Ivan Herman edited this page Jun 30, 2015 · 4 revisions

This is just jotting down my (very limited) understanding on Web Workers and Service Workers and how they would/could influence the future of EPUB-WEB. Very drafty, any comments/updates are welcome!

Note that this is also relevant to issue #29.

Web Workers

A Web Worker, from the editor's draft:

defines an API that allows Web application authors to spawn background workers running scripts in parallel to their main page. This allows for thread-like operation with message-passing as the coordination mechanism.

(See, e.g., the blog of Eric Bidelman, the Wikipedia page, the Mozilla developers' network page, or the latest editor's draft for further details.)

The important point is that a Javascript code running in a Web Worker is running in a concurrent thread or process to the main javascript thread of a Web page, instead of being controlled by its Javascript event loop (which, though providing asynchronous access to resources, always runs in a single thread). This means that a page can spawn a Web Worker to perform a potentially costly operation without significantly affecting the operation of the "main" thread of the page. Workers (including the main thread of the page) communicate with one another using a simple message passing protocol; a worker is (as usual in Javascript land) usually event-driven, waiting for messages to arrive and to react upon.
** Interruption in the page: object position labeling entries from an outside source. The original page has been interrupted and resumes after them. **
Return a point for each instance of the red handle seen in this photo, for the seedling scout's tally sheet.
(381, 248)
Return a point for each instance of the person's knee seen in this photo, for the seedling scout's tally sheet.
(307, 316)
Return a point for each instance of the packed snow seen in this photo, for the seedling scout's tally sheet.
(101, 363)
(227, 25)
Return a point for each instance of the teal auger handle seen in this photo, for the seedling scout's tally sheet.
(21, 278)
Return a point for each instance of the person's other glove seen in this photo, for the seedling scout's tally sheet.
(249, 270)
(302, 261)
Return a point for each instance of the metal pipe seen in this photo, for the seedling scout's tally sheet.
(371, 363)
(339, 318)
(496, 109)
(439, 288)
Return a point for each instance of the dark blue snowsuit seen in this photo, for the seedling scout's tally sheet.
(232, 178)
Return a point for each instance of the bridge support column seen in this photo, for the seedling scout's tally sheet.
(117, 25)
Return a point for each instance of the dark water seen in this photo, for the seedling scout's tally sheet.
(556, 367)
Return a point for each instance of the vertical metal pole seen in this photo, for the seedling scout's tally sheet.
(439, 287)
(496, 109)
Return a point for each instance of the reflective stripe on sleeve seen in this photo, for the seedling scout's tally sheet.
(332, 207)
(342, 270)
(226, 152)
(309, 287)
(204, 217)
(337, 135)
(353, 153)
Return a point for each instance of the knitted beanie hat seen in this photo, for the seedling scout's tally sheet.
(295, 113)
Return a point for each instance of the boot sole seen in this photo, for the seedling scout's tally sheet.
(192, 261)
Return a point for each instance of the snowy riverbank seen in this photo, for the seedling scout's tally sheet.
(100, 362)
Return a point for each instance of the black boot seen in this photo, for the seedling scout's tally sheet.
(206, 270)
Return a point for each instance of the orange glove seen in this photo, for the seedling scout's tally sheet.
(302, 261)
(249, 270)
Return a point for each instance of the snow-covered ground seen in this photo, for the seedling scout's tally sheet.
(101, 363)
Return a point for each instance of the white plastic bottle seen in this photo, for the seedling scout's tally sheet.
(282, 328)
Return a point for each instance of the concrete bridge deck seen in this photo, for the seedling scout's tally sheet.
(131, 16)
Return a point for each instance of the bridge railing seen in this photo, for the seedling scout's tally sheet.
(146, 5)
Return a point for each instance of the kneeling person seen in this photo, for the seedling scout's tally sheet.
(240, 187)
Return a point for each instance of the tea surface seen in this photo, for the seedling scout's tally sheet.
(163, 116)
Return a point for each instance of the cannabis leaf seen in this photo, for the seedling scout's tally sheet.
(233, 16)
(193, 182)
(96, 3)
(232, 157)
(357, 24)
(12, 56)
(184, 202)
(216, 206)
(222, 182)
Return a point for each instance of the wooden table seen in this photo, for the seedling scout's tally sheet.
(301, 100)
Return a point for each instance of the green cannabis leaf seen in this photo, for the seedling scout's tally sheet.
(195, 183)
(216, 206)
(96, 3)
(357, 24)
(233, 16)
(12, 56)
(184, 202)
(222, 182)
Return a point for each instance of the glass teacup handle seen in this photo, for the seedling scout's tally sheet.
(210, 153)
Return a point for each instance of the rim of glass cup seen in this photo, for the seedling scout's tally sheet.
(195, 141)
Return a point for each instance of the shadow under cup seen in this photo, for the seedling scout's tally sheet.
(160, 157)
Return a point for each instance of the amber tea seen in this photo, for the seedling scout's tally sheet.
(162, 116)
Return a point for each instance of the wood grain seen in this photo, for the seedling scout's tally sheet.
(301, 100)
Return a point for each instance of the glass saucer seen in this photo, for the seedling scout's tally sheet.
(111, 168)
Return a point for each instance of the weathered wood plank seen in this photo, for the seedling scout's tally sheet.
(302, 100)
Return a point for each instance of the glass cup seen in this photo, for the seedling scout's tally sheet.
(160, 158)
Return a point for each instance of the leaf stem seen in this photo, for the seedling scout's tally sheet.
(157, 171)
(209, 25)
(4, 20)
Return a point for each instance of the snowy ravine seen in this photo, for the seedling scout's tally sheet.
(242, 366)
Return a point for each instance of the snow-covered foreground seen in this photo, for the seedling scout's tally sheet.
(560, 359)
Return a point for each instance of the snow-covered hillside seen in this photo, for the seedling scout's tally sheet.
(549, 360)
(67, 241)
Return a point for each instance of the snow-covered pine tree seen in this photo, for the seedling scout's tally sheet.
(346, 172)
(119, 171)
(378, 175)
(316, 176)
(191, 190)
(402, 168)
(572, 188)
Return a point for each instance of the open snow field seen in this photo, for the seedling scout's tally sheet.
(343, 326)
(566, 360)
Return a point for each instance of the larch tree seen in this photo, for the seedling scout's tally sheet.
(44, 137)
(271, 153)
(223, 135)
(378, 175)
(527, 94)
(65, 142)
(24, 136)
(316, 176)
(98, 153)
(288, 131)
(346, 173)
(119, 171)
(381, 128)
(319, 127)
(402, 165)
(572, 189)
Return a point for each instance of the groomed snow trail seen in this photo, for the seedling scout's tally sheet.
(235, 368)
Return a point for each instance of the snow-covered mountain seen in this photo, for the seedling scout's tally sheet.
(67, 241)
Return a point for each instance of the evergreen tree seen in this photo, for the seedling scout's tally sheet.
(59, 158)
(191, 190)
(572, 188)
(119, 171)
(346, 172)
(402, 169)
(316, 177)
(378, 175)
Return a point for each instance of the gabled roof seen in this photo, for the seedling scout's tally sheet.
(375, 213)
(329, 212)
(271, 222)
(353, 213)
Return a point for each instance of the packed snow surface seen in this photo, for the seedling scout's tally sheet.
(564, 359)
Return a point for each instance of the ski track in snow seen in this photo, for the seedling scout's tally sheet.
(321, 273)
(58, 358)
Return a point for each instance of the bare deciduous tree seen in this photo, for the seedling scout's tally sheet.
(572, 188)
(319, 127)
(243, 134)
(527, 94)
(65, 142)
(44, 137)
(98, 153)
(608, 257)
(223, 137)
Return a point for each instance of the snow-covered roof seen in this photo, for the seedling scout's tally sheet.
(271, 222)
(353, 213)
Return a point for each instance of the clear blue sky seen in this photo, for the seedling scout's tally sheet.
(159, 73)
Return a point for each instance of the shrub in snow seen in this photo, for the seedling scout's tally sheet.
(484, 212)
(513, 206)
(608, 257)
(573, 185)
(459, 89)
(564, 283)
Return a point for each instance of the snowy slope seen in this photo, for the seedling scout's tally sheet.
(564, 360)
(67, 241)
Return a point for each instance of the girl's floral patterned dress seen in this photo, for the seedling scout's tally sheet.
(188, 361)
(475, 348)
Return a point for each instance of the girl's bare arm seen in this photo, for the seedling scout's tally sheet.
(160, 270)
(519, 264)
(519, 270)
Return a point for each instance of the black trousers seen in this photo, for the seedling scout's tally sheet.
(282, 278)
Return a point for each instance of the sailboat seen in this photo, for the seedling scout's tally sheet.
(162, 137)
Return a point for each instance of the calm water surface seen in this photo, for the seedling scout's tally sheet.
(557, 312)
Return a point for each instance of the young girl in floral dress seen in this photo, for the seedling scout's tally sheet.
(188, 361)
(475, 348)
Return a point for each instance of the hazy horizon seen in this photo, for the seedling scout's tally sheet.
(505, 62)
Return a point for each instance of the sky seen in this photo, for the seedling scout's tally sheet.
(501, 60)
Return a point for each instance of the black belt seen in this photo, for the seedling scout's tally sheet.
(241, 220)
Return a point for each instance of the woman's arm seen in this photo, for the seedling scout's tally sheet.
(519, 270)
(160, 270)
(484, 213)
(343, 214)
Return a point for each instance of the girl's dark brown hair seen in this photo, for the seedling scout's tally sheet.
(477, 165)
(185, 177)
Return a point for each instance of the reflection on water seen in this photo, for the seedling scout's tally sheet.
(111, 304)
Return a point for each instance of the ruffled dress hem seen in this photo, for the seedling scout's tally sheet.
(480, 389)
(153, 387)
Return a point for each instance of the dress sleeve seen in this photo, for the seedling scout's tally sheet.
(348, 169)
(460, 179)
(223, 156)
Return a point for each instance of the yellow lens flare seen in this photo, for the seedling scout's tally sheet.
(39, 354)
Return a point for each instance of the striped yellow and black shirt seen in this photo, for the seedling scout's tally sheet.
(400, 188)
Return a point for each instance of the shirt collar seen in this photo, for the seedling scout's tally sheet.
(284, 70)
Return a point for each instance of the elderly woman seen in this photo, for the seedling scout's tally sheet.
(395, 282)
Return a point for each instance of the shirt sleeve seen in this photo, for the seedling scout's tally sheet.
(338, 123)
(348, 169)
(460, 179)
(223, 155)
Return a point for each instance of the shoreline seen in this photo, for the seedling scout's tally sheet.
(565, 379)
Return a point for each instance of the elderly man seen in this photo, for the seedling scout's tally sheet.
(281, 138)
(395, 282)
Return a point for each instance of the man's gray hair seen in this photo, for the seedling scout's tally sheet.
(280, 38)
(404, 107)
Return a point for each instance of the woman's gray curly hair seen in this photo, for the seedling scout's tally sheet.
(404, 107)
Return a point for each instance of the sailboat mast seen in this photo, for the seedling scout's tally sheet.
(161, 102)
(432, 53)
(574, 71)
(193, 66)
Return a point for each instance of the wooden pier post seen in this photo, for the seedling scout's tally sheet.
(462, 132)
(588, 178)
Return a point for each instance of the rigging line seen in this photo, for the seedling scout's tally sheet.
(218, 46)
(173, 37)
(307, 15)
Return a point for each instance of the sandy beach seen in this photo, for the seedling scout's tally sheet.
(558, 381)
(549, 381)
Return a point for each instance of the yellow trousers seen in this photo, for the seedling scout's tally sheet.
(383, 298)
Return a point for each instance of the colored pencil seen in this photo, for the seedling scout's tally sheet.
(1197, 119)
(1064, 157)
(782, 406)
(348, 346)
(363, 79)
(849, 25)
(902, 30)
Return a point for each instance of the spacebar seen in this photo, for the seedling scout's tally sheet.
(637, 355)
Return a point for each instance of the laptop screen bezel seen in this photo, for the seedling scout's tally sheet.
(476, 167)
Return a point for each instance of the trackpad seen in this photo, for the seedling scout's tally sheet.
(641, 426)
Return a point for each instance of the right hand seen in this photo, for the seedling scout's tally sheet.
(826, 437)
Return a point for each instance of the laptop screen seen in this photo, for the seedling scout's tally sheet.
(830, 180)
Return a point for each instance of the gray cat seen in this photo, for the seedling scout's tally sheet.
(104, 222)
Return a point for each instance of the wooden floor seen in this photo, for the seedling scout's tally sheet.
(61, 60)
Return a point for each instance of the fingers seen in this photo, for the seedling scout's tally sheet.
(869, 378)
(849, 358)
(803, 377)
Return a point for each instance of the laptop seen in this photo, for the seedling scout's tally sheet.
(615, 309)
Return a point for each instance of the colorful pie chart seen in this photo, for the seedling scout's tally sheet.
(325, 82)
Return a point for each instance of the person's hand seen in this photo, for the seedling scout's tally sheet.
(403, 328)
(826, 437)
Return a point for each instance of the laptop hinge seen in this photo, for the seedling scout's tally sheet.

A Web Worker has access to operations like Web Sockets, HTTP access, or file system access, but it does not have access to the originating page's DOM. In terms of EPUB-WEB what it means is that a Web Worker can be used to unpack a whole package in the background, possibly unpacking or uncompressing constituent parts (note that a Web Worker may also spawn other Web Workers).

Service Workers

A Service Worker is a special type of Web Worker, but with additional features:

  • Service Worker is a programmable network proxy, allowing the main page's thread to control how network requests from that page are handled. Especially it has, as part of its specification an interface to handle a local cache for networked data.
  • A Service Worker is registered in a browser; this means the worker will stay alive even if the user moves away from the main page, and can be accessed later if he/she returns to it (I hope I got that right…).
  • At the time of registration the caller handles over a "scope" which lists all the static pages it is in control of (via its cache). This also means that once the content is in the cache, the browser can operate with the same content regardless on whether it is on-line or off-line.

There are more additional features, but those are not directly relevant to the model related to EPUB-WEB.

(See, e.g., the blog of blog of Matt Gaunt, the Mozilla developers' network page, or the editor's draft.)

It is conceivable that a Service Worker, combined with the OCF File System Container (which may be part of EPUB3.1) or something similar could play the rule of an ebook reading system without any kind of packaging (although some files may be compressed). The Service Worker's "scope" would be the ebook content (i.e., the whole book would loaded into the cache); the main "reading" cycle thread would handle the content as any other Web page, regardless on whether the page would have to be downloaded or not. In other words, the off-line vs. on-line can be handled by a Service Worker.

See also Brady's email on that.

Note that, in that package-less approach the manifest file is still of importance. That would determine what should be in the scope or not, for example…

Both Web Workers and Service Workers are at the bleeding edge of current Web development, and they are still rough at the edges. I have not idea how long it will take for them to become stable enough to rely upon for something like EPUB-WEB…

Random comments & Notes

Service Workers have additional security concerns.

  • Service workers, if my understanding is correct, must be connected through HTTPS (and not HTTP).
  • There is a same origin restriction. The main javascript running in a page and the (registered) service workers should have the same origin. This may have some consequences on how a full reading system is deployed (if it is deployed, at the start at least, through some javascript add-ons)